During pubertal development, an animal's response to stress changes and sexual differentiation of the brain and behavior continue. We discovered that particular stressors, such as shipping from suppliers or an immune challenge with lipopolysaccharide, during the prolonged pubertal period of female mice result in long-term changes in behavioral responsiveness of the brain to estradiol assessed in adulthood. All behaviors influenced by estradiol and/or progesterone that we have studied are compromised by a stressor during pubertal development. Depending on the behavior, immune challenge or shipping from suppliers during pubertal development decreases, eliminates, or even reverses the effects of estradiol. Shipping during this period causes changes in the number of estrogen receptor-immunoreactive cells in key brain areas suggesting one cellular mechanism for this remodeling of the brain's response to hormones. We suggest that particular adverse experiences in girls may cause long-term alterations in the brain's response to estradiol and/or progesterone via activation of the immune system. This in turn could lead to an alteration in any aspect of mental health that is influenced by estradiol.

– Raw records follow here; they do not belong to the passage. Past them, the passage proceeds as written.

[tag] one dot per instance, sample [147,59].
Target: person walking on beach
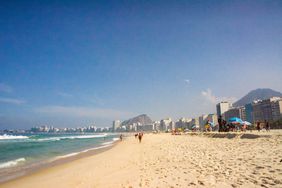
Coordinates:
[140,135]
[267,126]
[258,126]
[219,124]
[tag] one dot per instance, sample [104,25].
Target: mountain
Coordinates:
[143,119]
[257,94]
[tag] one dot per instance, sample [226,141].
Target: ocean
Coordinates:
[20,154]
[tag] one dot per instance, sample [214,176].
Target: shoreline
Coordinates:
[165,160]
[52,162]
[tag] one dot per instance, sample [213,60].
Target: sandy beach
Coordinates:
[163,160]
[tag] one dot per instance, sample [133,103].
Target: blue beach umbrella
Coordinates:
[235,120]
[247,123]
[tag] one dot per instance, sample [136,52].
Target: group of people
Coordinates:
[260,126]
[226,127]
[223,126]
[139,136]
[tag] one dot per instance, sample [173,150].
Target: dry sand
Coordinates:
[163,160]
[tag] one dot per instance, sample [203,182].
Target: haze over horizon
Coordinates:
[69,63]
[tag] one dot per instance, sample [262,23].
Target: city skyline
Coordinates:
[69,64]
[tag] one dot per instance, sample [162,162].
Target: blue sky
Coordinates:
[70,63]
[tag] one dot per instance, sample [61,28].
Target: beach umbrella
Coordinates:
[211,124]
[247,123]
[235,120]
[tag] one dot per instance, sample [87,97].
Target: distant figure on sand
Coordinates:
[220,124]
[140,135]
[258,126]
[267,126]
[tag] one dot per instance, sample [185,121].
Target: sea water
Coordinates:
[21,151]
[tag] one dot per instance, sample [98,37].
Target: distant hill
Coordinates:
[257,94]
[143,119]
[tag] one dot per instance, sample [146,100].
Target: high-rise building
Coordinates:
[269,109]
[222,107]
[249,112]
[116,125]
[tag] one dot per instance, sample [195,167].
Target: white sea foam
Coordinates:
[12,163]
[115,139]
[72,137]
[11,137]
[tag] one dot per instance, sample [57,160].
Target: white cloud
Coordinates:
[187,81]
[12,101]
[64,94]
[208,95]
[82,112]
[5,88]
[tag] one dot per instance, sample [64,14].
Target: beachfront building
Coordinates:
[182,123]
[249,112]
[195,123]
[156,125]
[239,112]
[276,109]
[116,125]
[202,121]
[222,107]
[269,109]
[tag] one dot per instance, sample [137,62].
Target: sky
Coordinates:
[79,63]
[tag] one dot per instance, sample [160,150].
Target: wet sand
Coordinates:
[164,160]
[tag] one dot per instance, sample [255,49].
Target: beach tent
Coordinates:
[235,120]
[211,124]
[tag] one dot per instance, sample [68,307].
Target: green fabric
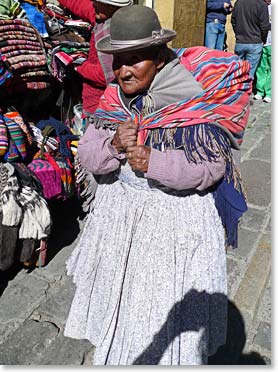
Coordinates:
[263,73]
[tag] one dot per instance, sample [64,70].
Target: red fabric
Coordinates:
[94,80]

Keywords: Anxiety; Cognitive function; Depression; Estradiol; Females; Immune challenge; Lipopolysaccharide; Mood disorders; Progesterone; Puberty; Sexual behavior; Stress.

Figure 1

Shipping female mice during pubertal development decreases sex behavioral response to estradiol and progesterone in adulthood. Lordosis quotient (LQ) (mean ± SEM) of C57Bl/6 female mice shipped during or after the peripubertal period. (*, p < 0.05). Reprinted from (16) Copyright 2009, The Endocrine Society.

Figure 2

Injection of LPS during pubertal development decreases sex behavioral response to estradiol and progesterone in adulthood. Lordosis quotient (LQ) (mean ± SEM) of C57Bl/6 female mice injected with 1.5 mg/kg LPS at 6 wk old. The lower x-axis refers to the animal's age at time of testing. (*= P < 0.05). Reprinted from (15) Copyright 2009, The Endocrine Society.

Figure 3

Shipping CD1 strain female mice during pubertal development decreases sex behavioral response to estradiol and progesterone in adulthood. Lordosis quotient (Mean±SEM) on fifth weely test of mice shipped at 3, 4, 6, 8 or 10 weeks. * = p < .05, significantly lower than females shipped at 3, 4 or 10 weeks old. Modified from (18)

Figure 4

Shipping female mice during pubertal development alters corticosterone levels in response to sex behavioral testing in adulthood. Corticosterone levels (mean ± SEM.) in serum taken 15 - 20 minutes in five weekly tests after start of female sexual behavior testing in female mice shipped at 6 weeks or 12 weeks (* = P < 0.01). Reprinted from (16) Copyright 2009, The Endocrine Society.

Figure 5

Shipping female mice during pubertal development results in reduction of ER-α levels in adulthood in some brain areas. Number of ER-α IR cells (mean ± SEM) in CD-1 female mice shipped at 4 or 6 weeks old in the arcuate nucleus (Arc), anteroventral paraventricular nucleus (AVPV), medial preoptic area (MPOA) and ventromedial nucleus of the hypothalamus (VMN). (*= p < 0.05) Reprinted from (18;18) with permission of Elsevier, Copyright 2011.

Figure 6

Estradiol increases the percentage of time spent investigating novel object during the object recognition test in mice treated peripubertally with saline, but not LPS. (Mean ± SEM; *p<0.05) Reprinted from (32) with permission from Elsevier, Inc.